The issue for any plan to revitalize the coal industry, Chapman told me, is that the forces driving coal into this secondary role — namely the economics of running aging plants compared to natural gas and renewables — do not seem likely to reverse themselves any time soon.
Coal has been “sort of continuously pushed a bit more to the sidelines by renewables and natural gas being cheaper sources for utilities to generate their power. This increased marginalization is going to continue to lead to greater wear and tear on these plants,” Chapman said.
But with electricity demand increasing across the country, coal is being forced into a role that it might not be able to easily — or affordably — play, all while leading to more emissions of sulfur dioxide, nitrogen oxide, particulate matter, mercury, and, of course, carbon dioxide.
The coal system has been beset by a number of high-profile outages recently, including at the largest new coal plant in the country, Sandy Creek in Texas, which could be offline until early 2027, according to the Texas energy market ERCOT and the Institute for Energy Economics and Financial Analysis.
In at least one case, coal’s reliability issues were cited as a reason to keep another coal generating unit open past its planned retirement date.

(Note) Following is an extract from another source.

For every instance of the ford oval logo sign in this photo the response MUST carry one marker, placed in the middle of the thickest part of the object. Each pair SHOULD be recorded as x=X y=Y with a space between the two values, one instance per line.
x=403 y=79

Last month, Colorado Representative Will Hurd, a Republican, wrote a letter to the Department of Energy asking for emergency action to keep Unit 2 of the Comanche coal plant in Pueblo, Colorado open past its scheduled retirement at the end of his year. Hurd cited “mechanical and regulatory constraints” for the larger Unit 3 as a justification for keeping Unit 2 open, to fill in the generation gap left by the larger unit. In a filing by Xcel and several Colorado state energy officials also requesting delaying the retirement of Unit 2, they disclosed that the larger Unit 3 “experienced an unplanned outage and is offline through at least June 2026.”
Reliability issues aside, high electricity demand may turn into short-term profits at all levels of the coal industry, from the miners to the power plants.
At the same time the Trump administration is pushing coal plants to stay open past their scheduled retirement, the Energy Information Administration is forecasting that natural gas prices will continue to rise, which could lead to increased use of coal for electricity generation. The EIA forecasts that the 2025 average price of natural gas for power plants will rise 37% from 2024 levels.
Analysts at S&P Global Commodity Insights project “a continued rebound in thermal coal consumption throughout 2026 as thermal coal prices remain competitive with short-term natural gas prices encouraging gas-to-coal switching,” S&P coal analyst Wendy Schallom told me in an email.
“Stronger power demand, rising natural gas prices, delayed coal retirements, stockpiles trending lower, and strong thermal coal exports are vital to U.S. coal revival in 2025 and 2026.”
And we’re all going to be paying the price.